Beliau tidak terpaku pada persoalan pewahyuannya yang ia sebutkan dalam bukunya
Geneologi Konflik Rasionalisme dan Tradisionalisme Islam. Dalam buku tersebut,
ia menjelaskan secara Objektif pendapat kedua belah pihak antara kaum
Rasionalis-Muktazilah dan lawannya Asy’ariyah (Iraq dan Iran), serta
Maturidiyah (Khurasan dan Asia Tengah). Ketika itu, secara umum terdapat
perdebatan sengit tentang masalah kemakhlukan Al-Qur’an (Khalqu al-Qur’an) dan Kuasa
dan kebebasan manusia untuk berbuat (Qadar).

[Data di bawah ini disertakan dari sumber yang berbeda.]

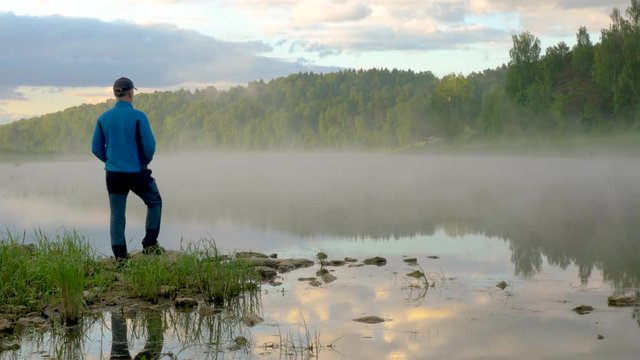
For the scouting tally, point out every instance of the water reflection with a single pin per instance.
(560, 231)
(154, 336)
(462, 314)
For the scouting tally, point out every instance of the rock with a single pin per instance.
(335, 263)
(186, 302)
(249, 254)
(377, 260)
(14, 346)
(258, 261)
(168, 291)
(31, 321)
(622, 300)
(6, 327)
(205, 310)
(241, 341)
(583, 309)
(369, 319)
(322, 272)
(295, 263)
(266, 272)
(328, 278)
(252, 319)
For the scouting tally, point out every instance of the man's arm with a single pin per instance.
(147, 140)
(98, 146)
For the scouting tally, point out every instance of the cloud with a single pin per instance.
(79, 52)
(306, 13)
(10, 92)
(331, 27)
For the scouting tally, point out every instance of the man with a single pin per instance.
(123, 140)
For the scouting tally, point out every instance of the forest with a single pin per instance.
(588, 88)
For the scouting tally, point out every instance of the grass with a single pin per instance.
(200, 269)
(53, 273)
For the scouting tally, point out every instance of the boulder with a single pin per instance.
(377, 260)
(328, 278)
(185, 302)
(369, 319)
(583, 309)
(622, 300)
(252, 319)
(335, 263)
(249, 254)
(266, 272)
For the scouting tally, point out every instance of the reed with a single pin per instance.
(47, 272)
(54, 272)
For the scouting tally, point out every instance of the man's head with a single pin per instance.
(123, 87)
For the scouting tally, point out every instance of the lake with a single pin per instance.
(559, 231)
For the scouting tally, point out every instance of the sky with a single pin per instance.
(62, 53)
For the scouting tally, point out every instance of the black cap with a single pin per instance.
(123, 84)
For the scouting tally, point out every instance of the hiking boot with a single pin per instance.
(153, 250)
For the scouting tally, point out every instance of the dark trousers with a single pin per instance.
(142, 184)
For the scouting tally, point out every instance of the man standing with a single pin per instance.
(123, 140)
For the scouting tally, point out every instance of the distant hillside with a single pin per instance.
(584, 89)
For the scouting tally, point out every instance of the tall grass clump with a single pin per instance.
(65, 263)
(16, 287)
(217, 277)
(146, 275)
(51, 271)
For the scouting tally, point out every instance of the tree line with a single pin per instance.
(589, 87)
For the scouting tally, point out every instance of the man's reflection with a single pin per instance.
(119, 343)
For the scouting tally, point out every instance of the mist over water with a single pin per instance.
(577, 208)
(562, 231)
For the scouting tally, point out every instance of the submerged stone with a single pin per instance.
(377, 260)
(266, 272)
(252, 319)
(335, 263)
(250, 254)
(416, 274)
(6, 327)
(328, 278)
(186, 302)
(583, 309)
(622, 300)
(369, 319)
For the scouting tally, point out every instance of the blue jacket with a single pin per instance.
(123, 139)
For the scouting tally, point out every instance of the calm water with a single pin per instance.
(561, 232)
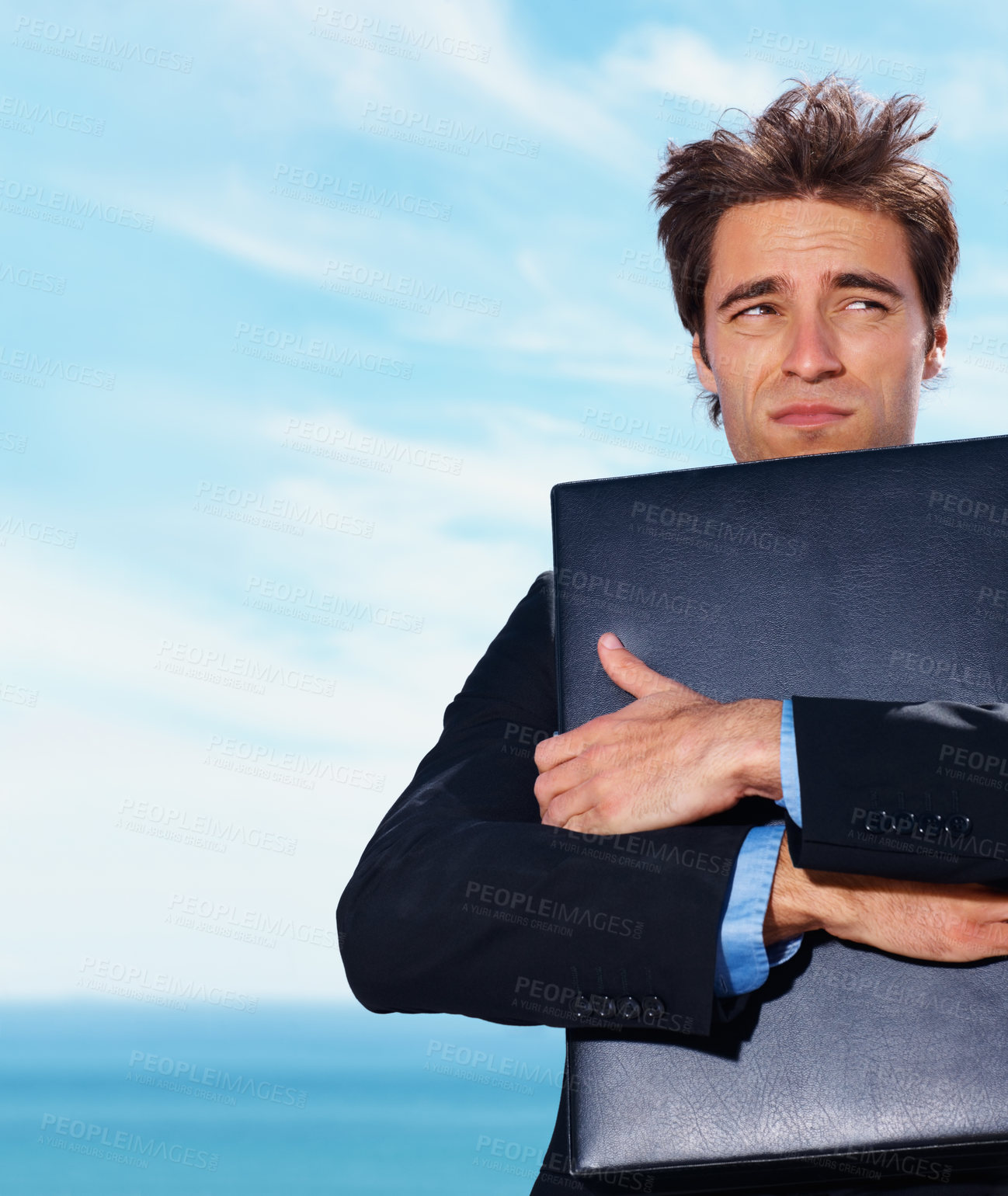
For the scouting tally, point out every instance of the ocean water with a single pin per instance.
(111, 1098)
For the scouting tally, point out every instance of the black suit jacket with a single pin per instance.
(463, 902)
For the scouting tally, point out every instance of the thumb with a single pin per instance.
(631, 673)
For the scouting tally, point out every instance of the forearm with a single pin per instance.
(512, 921)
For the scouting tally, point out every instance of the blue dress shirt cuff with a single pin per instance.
(789, 786)
(742, 961)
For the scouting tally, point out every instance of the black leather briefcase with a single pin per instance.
(808, 575)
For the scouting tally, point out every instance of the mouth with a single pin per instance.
(810, 414)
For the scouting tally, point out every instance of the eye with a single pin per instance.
(756, 307)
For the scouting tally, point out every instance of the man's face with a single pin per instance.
(815, 329)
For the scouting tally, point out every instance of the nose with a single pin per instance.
(811, 356)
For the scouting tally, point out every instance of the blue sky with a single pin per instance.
(305, 311)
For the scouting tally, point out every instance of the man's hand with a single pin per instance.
(946, 923)
(671, 757)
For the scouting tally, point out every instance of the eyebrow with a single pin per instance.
(777, 283)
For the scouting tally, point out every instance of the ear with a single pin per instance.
(935, 358)
(707, 378)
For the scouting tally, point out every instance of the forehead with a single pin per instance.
(795, 236)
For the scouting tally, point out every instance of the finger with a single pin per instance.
(558, 749)
(631, 673)
(569, 804)
(562, 777)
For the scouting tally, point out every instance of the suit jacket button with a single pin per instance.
(603, 1006)
(653, 1012)
(582, 1006)
(628, 1010)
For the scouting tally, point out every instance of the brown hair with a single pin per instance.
(823, 140)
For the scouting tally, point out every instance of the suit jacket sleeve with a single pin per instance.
(904, 790)
(463, 902)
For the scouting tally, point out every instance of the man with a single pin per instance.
(812, 263)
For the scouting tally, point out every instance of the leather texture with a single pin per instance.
(817, 578)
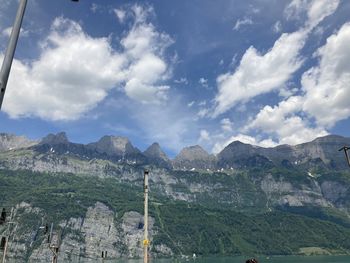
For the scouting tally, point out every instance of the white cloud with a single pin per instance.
(120, 14)
(7, 32)
(283, 122)
(315, 10)
(260, 73)
(72, 75)
(226, 125)
(204, 136)
(94, 7)
(203, 82)
(219, 146)
(75, 71)
(277, 27)
(191, 104)
(242, 22)
(326, 86)
(181, 81)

Beliau hanya ingin menjembatani antara pemikiran Islam
dari kalangan Outsider dan Insider. Seperti biasanya, sarjana keislaman maupun
Islamis (baca:orientalis) mengatakan tentang al-Qur’an yang a history dan
Insider mengatakan dua perbedaan besar dari golongan Rasional yang menyatakan
kemakhlukannya dan Tradisional yang menolak pendapat tersebut dengan
mengatakannya sebagai kalam Tuhan.
Sebagai seseorang yang mencoba objektif dalam pencarian
Richard mengenai masalah ini, menurut penulis, ia agaknya lebih sependapat
dengan golongan Rasionalis dibuktikan dengan penelitiannya yang mendalam
tentang aliran muktazilah yang termaktub dalam buku di atas yang diteliti
langsung oleh Mark Woodward dan sarjana muslim Indonesia Dwi S. Atmaja ditambah
dengan tokoh terkenal Indonesia Harun Nasution yang dapat dikatakan sebagai
pelopor paham Muktazilah di Nusantara.[10] Akan tetapi, sebenarnya dia tidak ingin
memperdebatkan tentang pewahyuan tersebut, karena objek dari kajiannya lebih
bertumpu pada metodologi pemahaman terhadap masyarakat agama, karena agama
harus lebih dipahami sebagai bentuk ritual dan Al-Qur’an sebagai teks yang
mempertahankan tradisi penulisannya dalam bentuk kitab dan merupakan bacaan yang
dipertahankan dengan Tilawah, qiraah, bahkan dihafal oleh sebagian Muslim di
seluruh dunia, dan tentunya ia ingin mengkajinya dengan metode
tekstualis-historis.
c. Karya-karyanya
Diantara karya-karya Martin adalah Approaches to Islam in
Religious Studies (Tucson, 1985),
Islamic Studies: A History of Religions Approach (Prentice-Hall, 1996)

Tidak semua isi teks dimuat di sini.